The collected data should be accessible to participants; they should be able to know what data have been collected about themselves.
A direct citation from a newsgroup or discussion board, for example, can easily be back-traced, thanks to the power of modern search engines, even if the author is anonymized. As a result, users can find out further information about the cited person. It should be possible for a person to be comfortable with being connected with the data, but individuals may want to remain anonymous. A lack of data protection could deeply damage the trust between researcher and participant: ‘Researchers need to consider the long-term implications of data protection issues at an early stage – they strike at the very heart of traditional qualitative research methodology’ (Mann and Stewart, 2000: 41). Also, researchers need to consider the authenticity of data; therefore it often seems necessary not only to categorize the types of data, but also to identify important and relevant actors and their roles. As in classical qualitative research processes, the researcher needs to get a feel for what is happening and how data are being generated in the specific contexts. In each case, the researcher has to determine whether it would be useful or even essential to raise more information online and perhaps beyond cyberspace.

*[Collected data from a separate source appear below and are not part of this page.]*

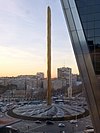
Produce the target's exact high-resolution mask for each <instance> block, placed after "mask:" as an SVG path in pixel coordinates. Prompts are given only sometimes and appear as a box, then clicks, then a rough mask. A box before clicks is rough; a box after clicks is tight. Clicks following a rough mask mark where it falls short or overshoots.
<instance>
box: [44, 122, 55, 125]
mask: <svg viewBox="0 0 100 133" xmlns="http://www.w3.org/2000/svg"><path fill="white" fill-rule="evenodd" d="M46 124H47V125H53V124H54V122H53V121H46Z"/></svg>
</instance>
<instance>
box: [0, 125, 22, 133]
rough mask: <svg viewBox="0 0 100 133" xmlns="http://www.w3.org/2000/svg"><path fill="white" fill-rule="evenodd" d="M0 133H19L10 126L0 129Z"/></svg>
mask: <svg viewBox="0 0 100 133" xmlns="http://www.w3.org/2000/svg"><path fill="white" fill-rule="evenodd" d="M0 133H21V132H20V131H19V130H18V129H15V128H13V127H11V126H4V127H0Z"/></svg>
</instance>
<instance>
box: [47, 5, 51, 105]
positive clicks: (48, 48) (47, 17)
mask: <svg viewBox="0 0 100 133" xmlns="http://www.w3.org/2000/svg"><path fill="white" fill-rule="evenodd" d="M47 104H48V105H51V9H50V7H48V8H47Z"/></svg>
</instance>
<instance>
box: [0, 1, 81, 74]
mask: <svg viewBox="0 0 100 133" xmlns="http://www.w3.org/2000/svg"><path fill="white" fill-rule="evenodd" d="M48 6H50V8H51V19H52V22H51V34H52V36H51V45H52V46H51V47H52V48H51V49H52V53H51V54H52V57H51V58H52V77H56V76H57V68H60V67H71V68H72V72H73V73H75V74H76V73H78V68H77V64H76V60H75V57H74V53H73V49H72V45H71V42H70V38H69V34H68V30H67V25H66V22H65V18H64V14H63V11H62V7H61V3H60V0H0V77H1V76H17V75H33V74H36V73H37V72H44V73H45V77H46V72H47V64H46V62H47V58H46V48H47V46H46V25H47V23H46V19H47V7H48Z"/></svg>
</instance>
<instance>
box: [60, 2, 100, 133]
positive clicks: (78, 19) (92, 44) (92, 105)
mask: <svg viewBox="0 0 100 133" xmlns="http://www.w3.org/2000/svg"><path fill="white" fill-rule="evenodd" d="M61 4H62V7H63V11H64V15H65V20H66V22H67V26H68V30H69V34H70V37H71V41H72V45H73V49H74V53H75V56H76V61H77V64H78V68H79V71H80V75H81V78H82V80H83V84H84V87H85V90H86V97H87V102H88V106H89V110H90V114H91V116H92V122H93V125H94V129H95V132H96V133H99V132H100V83H99V82H100V0H61Z"/></svg>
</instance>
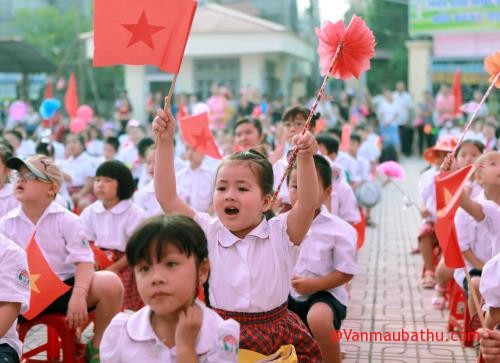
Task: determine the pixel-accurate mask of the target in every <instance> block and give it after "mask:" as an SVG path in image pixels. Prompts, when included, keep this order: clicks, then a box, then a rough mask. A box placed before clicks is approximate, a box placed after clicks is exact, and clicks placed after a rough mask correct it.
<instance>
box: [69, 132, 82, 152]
mask: <svg viewBox="0 0 500 363" xmlns="http://www.w3.org/2000/svg"><path fill="white" fill-rule="evenodd" d="M66 151H67V152H68V154H69V155H70V156H75V157H76V156H78V155H80V154H81V153H82V151H83V145H82V143H81V142H80V139H79V138H78V137H77V136H76V135H68V137H67V138H66Z"/></svg>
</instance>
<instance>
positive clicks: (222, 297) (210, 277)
mask: <svg viewBox="0 0 500 363" xmlns="http://www.w3.org/2000/svg"><path fill="white" fill-rule="evenodd" d="M287 218H288V213H283V214H280V215H279V216H277V217H274V218H271V219H270V220H266V219H265V218H263V219H262V221H261V222H260V224H259V225H258V226H257V227H255V228H254V229H253V230H252V231H251V232H250V233H248V234H247V235H246V237H245V238H243V239H240V238H239V237H237V236H235V235H234V234H232V233H231V231H229V230H228V229H227V228H226V227H224V225H223V224H222V223H221V221H220V220H219V219H218V218H217V217H211V216H209V215H208V214H206V213H196V214H195V216H194V220H195V221H196V222H197V223H198V224H199V225H200V226H201V228H202V229H203V231H204V232H205V235H206V236H207V241H208V254H209V259H210V268H211V269H210V280H209V286H210V289H209V290H210V292H209V294H210V304H211V305H212V306H213V307H215V308H218V309H222V310H227V311H237V312H246V313H261V312H265V311H270V310H272V309H275V308H277V307H279V306H280V305H282V304H283V303H285V302H286V301H287V299H288V292H289V289H290V276H291V272H292V270H291V264H290V260H289V258H288V255H289V251H290V249H291V248H292V247H293V243H292V242H291V241H290V239H289V237H288V233H287Z"/></svg>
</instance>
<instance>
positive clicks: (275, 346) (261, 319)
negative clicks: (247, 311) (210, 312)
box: [213, 303, 321, 363]
mask: <svg viewBox="0 0 500 363" xmlns="http://www.w3.org/2000/svg"><path fill="white" fill-rule="evenodd" d="M213 310H215V311H216V312H217V313H218V314H219V315H220V316H222V318H224V319H229V318H231V319H234V320H236V321H237V322H239V323H240V326H241V333H240V348H242V349H249V350H252V351H256V352H258V353H261V354H264V355H270V354H273V353H275V352H276V351H277V350H278V349H279V348H280V347H281V346H282V345H286V344H293V346H294V347H295V351H296V352H297V357H298V358H299V362H301V363H303V362H321V352H320V350H319V346H318V344H317V343H316V342H315V341H314V339H313V337H312V336H311V334H310V333H309V330H307V327H306V326H305V325H304V323H303V322H302V320H300V318H299V317H298V316H297V315H296V314H295V313H293V312H291V311H290V310H288V309H287V304H286V303H285V304H283V305H281V306H279V307H277V308H276V309H273V310H271V311H266V312H264V313H240V312H234V311H226V310H220V309H213Z"/></svg>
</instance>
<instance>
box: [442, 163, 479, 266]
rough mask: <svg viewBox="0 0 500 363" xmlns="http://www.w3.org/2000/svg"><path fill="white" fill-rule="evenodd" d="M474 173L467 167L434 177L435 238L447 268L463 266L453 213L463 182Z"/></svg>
mask: <svg viewBox="0 0 500 363" xmlns="http://www.w3.org/2000/svg"><path fill="white" fill-rule="evenodd" d="M473 171H474V169H473V167H472V165H468V166H466V167H464V168H462V169H460V170H457V171H455V172H453V173H448V174H444V175H437V176H436V179H435V181H436V210H437V217H436V223H435V231H436V237H437V239H438V242H439V247H441V251H442V252H443V257H444V263H445V265H446V266H448V267H449V268H460V267H464V266H465V262H464V258H463V255H462V251H461V250H460V246H459V245H458V238H457V232H456V230H455V222H454V218H455V213H456V212H457V209H458V207H459V204H460V203H459V202H460V196H461V194H462V191H463V189H464V185H465V182H466V181H467V180H468V179H469V177H470V176H471V174H472V172H473Z"/></svg>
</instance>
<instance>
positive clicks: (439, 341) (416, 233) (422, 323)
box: [341, 159, 477, 363]
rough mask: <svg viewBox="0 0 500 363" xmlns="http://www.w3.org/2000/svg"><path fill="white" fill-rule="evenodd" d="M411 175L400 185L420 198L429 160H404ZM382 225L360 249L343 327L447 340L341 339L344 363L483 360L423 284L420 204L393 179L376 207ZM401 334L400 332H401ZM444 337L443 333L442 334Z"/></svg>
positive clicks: (386, 187)
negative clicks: (435, 305)
mask: <svg viewBox="0 0 500 363" xmlns="http://www.w3.org/2000/svg"><path fill="white" fill-rule="evenodd" d="M402 165H403V166H404V168H405V170H406V173H407V176H406V179H405V180H404V181H401V182H398V183H399V185H400V186H401V187H402V188H403V189H404V190H405V191H406V192H407V193H408V195H409V196H410V197H411V198H412V199H413V200H414V201H419V198H418V189H417V184H418V178H419V174H420V171H422V170H423V169H424V168H425V163H424V162H423V161H421V160H417V159H407V160H405V161H403V162H402ZM372 219H373V220H374V222H375V223H376V224H377V226H376V228H368V229H367V234H366V240H365V245H364V246H363V248H362V249H361V251H359V254H358V265H359V268H358V275H356V276H355V277H354V279H353V280H352V282H351V287H350V289H351V290H350V297H351V299H350V303H349V306H348V313H347V319H346V320H345V321H344V324H343V326H342V329H346V330H347V331H350V330H351V329H352V332H353V333H354V332H381V333H386V332H392V333H395V334H397V333H398V332H401V330H402V329H403V328H404V330H405V331H407V332H409V333H411V332H417V333H418V334H420V330H424V331H425V334H424V336H423V337H424V338H427V337H429V338H432V337H431V336H430V335H427V330H425V329H428V331H429V333H433V334H434V340H438V339H439V340H442V341H422V340H420V341H394V342H384V341H382V342H380V341H363V342H356V341H349V342H347V341H346V339H345V338H342V340H341V346H342V350H343V351H345V352H346V356H345V359H344V360H343V362H345V363H351V362H405V363H409V362H412V363H413V362H425V363H431V362H440V363H443V362H460V363H462V362H463V363H472V362H476V361H477V353H476V349H475V348H463V346H462V344H461V343H460V342H455V341H452V340H451V338H450V335H449V333H448V332H447V321H448V310H443V311H437V310H433V309H432V307H431V303H430V301H431V296H432V290H425V289H422V288H421V287H420V274H421V271H422V258H421V256H420V255H411V254H410V250H411V249H412V248H413V247H415V246H416V245H417V234H418V228H419V226H420V215H419V212H418V211H417V209H416V208H414V207H411V208H409V209H404V203H403V196H402V194H401V193H400V192H399V191H398V189H397V188H396V187H395V186H394V185H392V184H390V183H389V184H387V185H386V186H384V187H383V188H382V201H381V203H379V205H377V206H376V207H375V208H374V209H373V210H372ZM396 337H397V335H396ZM441 337H442V338H441Z"/></svg>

Virtual data and all of the subtypes of data, like mobile data, are becoming increasingly recognized, and not just in qualitative research. Current research on cyberspace is determined by two parallel lines of development. On the one hand we find a consolidation of the many types of data and research methods we have mentioned in this chapter into a separate discipline of Internet or Web studies. On the other hand, cyberspace, due to its ubiquity and interconnection with everyday life, can no longer be seen as a separate field, ignoring its dependence on real-world contexts (Wellman and Haythornthwaite, 2002; Wellman, 2004). Consequently, virtual data become increasingly important even to research projects that do not primarily focus on the Internet itself. It follows from this integration that new interfaces have to be created and that established methods need to incorporate virtual data into the research process. Discovery as well as explication of [Page 462]these distinct types of data often require individual as well as interdisciplinary strategies and thus pose new challenges to many research disciplines.
The recent evolution has shown that mobile data are becoming more and more important and that cyberspace is changing to become even more complex. This already influences research practicalities, such as, for example, when relevant data need to be identified and selected for further research from the numerous services and types of data. The advancing degree of complexity is illustrated not only by an ever-growing number of web services, but also by their increasingly complex interlinking, which could lead to a highly individualized and selective usage. It is certainly possible that well-known and common schemes, as were observed in the evolution towards the social web, will again be seen here. For researchers, the challenges emerge from the varieties of data and their particular specifics concerning services and formats. Consequently, the researcher needs to align methodical and methodological considerations with the socio-technological circumstances in the field.